I don't really recall the last time I posted a blog, though lately I've been craving to free these voices inside of me that I haven't really had an outlet to do so - until now. I'm really lazy to study, I think I only spent three hours at Broadway Coffee but because of all the partying I did last night after another three hours of studying my mind was elsewhere.

I wasn't sure how I would approach the topic (it being my first on my new website with a new host) of changes, considering the term is so vague and now every time I hear it I think about Obama & his campaign for presidency. I thought it up when I combined my trip to Vegas three weeks ago & the events of last night. When one brings up that they have become a changed person it's always safe to assume that they changed for the best. Acknowledged their faults and altered them accordingly; but when one changes for the worse it's always a much more dangerous situation. Especially when you anticipate that you've reconnected with a better person.

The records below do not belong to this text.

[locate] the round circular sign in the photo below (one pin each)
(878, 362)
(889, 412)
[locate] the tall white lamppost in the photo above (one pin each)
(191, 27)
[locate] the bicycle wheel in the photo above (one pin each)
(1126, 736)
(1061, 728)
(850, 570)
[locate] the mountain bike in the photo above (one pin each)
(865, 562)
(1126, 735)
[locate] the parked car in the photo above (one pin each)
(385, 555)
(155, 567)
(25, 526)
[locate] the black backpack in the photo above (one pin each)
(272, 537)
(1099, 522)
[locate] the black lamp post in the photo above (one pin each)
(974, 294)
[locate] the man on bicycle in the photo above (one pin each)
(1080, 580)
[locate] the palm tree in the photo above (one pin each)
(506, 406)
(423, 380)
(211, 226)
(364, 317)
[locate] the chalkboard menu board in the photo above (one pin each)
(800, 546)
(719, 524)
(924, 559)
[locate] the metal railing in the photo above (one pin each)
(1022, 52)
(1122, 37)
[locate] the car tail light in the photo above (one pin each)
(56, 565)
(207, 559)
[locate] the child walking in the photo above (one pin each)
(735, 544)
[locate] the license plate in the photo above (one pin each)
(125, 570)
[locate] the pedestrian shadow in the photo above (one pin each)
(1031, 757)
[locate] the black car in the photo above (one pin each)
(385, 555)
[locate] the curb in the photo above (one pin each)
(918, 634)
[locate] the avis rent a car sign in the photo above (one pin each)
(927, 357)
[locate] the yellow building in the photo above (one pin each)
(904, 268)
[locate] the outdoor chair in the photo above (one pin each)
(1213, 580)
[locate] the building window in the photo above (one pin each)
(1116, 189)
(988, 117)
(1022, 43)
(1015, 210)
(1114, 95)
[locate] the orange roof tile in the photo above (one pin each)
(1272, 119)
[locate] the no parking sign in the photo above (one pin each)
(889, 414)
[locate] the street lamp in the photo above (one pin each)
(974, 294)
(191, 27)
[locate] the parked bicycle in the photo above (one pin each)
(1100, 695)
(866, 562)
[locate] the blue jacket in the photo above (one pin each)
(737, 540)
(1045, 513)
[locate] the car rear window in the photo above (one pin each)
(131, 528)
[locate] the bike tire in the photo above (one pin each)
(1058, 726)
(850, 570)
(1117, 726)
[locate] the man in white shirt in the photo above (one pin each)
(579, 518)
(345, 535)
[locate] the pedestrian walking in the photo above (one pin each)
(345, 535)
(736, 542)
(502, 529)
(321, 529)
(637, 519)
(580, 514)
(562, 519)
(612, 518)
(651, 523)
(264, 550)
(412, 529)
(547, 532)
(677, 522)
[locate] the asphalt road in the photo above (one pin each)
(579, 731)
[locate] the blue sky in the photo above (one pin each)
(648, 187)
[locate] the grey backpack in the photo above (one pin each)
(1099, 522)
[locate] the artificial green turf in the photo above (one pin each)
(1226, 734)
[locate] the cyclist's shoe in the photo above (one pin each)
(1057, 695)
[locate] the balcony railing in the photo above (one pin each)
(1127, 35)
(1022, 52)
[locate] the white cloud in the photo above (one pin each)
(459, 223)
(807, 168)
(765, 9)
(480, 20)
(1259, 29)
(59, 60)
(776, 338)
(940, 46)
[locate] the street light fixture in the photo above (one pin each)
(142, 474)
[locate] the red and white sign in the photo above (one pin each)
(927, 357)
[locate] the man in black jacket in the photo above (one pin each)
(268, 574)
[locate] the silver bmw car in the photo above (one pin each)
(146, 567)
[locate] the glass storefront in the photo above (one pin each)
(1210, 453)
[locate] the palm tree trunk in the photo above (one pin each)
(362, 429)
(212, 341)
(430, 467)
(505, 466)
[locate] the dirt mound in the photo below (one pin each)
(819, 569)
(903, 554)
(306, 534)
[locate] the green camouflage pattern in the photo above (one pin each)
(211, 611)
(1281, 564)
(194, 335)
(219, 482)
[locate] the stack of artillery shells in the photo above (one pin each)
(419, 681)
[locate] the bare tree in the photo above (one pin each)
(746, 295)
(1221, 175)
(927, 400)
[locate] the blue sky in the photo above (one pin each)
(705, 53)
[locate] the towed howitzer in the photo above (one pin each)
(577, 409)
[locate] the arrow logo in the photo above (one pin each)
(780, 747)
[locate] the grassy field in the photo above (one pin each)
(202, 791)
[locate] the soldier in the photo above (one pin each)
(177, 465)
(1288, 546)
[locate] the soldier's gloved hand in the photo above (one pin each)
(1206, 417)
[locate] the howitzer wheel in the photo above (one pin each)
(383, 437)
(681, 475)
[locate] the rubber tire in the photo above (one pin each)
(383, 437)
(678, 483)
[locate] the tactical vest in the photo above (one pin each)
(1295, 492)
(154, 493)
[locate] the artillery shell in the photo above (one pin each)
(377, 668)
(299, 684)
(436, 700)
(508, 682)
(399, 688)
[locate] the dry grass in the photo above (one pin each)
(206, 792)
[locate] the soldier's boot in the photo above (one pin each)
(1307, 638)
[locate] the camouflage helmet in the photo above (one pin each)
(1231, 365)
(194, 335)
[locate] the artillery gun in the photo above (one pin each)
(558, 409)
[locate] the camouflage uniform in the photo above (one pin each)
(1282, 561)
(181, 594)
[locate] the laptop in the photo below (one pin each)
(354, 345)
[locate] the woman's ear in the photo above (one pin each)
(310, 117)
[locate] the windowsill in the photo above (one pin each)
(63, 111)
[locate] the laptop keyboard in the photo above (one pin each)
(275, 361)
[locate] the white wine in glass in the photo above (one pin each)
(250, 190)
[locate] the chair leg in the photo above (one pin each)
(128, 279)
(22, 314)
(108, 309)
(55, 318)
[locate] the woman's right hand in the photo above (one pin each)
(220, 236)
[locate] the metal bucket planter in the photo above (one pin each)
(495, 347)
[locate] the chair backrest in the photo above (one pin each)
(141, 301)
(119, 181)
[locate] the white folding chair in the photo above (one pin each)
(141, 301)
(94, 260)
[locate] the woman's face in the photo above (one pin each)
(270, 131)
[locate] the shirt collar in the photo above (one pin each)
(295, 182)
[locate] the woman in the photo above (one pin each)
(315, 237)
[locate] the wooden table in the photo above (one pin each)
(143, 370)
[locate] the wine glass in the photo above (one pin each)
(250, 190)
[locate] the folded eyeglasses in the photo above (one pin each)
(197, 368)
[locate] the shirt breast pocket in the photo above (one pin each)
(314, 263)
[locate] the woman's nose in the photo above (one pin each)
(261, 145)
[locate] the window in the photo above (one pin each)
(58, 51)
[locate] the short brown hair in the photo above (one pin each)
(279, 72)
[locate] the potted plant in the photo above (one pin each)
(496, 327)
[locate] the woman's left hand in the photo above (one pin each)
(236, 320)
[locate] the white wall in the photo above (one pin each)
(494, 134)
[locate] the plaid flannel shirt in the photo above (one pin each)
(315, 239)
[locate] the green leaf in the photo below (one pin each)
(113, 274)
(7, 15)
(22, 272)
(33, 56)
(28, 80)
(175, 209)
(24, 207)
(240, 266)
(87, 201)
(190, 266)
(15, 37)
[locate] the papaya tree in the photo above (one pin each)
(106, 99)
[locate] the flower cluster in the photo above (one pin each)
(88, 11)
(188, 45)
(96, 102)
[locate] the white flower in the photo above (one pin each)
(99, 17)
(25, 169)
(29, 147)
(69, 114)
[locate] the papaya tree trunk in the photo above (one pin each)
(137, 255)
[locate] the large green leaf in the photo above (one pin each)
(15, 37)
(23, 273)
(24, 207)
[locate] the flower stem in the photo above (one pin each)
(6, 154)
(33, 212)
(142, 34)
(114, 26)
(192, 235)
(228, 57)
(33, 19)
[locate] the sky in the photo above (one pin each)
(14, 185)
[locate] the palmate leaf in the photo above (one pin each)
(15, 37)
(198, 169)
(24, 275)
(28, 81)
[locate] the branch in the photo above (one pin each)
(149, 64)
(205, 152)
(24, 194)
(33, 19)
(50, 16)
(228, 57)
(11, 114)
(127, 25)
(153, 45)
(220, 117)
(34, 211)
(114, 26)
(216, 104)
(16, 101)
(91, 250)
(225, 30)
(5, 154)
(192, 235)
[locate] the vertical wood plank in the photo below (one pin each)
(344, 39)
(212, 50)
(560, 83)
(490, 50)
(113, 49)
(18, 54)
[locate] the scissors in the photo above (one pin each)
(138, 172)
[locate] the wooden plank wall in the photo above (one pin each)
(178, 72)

There's a little "I told you so" voice repeating itself in the back of my head, yet another says - it's all part of the learning process. I don't think  I was the same person I was three weeks ago. Perhaps in personality, but the way I approach relationships has changed ever so slightly. I've actually reached what I consider to be a darker phase of my already non-existent love life. Is that possible? Perhaps I've considered my approach to be much more straight-forward. Can I see myself dating you? I can't? Well then I guess you're just going to have to go. I've learned that even if you think you've found the smartest, most honest person you will ever encounter - they can turn on a dime, show you facets you've never seen, sides you've never really considered.

There's always two sides of a person, and there's always two sides to a coin - but the sides of the coin can never change. Does the same theory-craft apply to people as well?